For the first time thousands of all-American boys are sent to deadly battles in places they can barely pronounce, much less find on a map. The motives of these apple-cheeked young men for enlisting in droves were not necessarily heroic. Rather they were carried along by the tide of history.
In the Pacific theater, they are subjected to the most barbaric treatment at the hands of the Japanese. Meanwhile back home the armaments industry is in high gear; African-Americans – labeled “Colored” back then under the best circumstances – are sent half way around the world to fight racism, while it would be another 25 years before they could eat at a lunch counter at Woolworths. Americans of Japanese descent are sent to internment camps, while their neighbors appropriate their strawberry crops.

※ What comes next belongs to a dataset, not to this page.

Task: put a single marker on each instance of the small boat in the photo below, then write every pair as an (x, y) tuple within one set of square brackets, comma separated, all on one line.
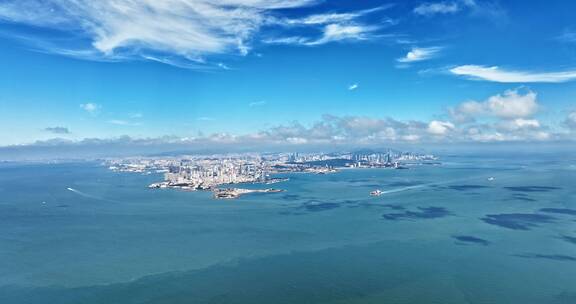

Burns’ early Civil War series brought to life a rogues gallery of quirky figures who decisively determined the military fate of the young nation on the verge of internal collapse. In this newest effort, Burns’ message to his fellow Americans is more celebratory: ordinary people like you and me once saved the world.
The documentary presents certain historical interpretations as fact, even though they are still controversial, if not disproven. Pearl Harbor was a complete surprise to the American leadership, just like Hitler’s surprise attack on his ally Stalin. Dropping the atomic bombs on Japan was an act of brutality which blurred the distinction between good and evil, but entirely appropriate in a necessary war.
History from the perspective of the victor? Perhaps, but is certainly also a balm for the wounded soul of a beleaguered superpower, which shortly will be entering the sixth year of an unnecessary war.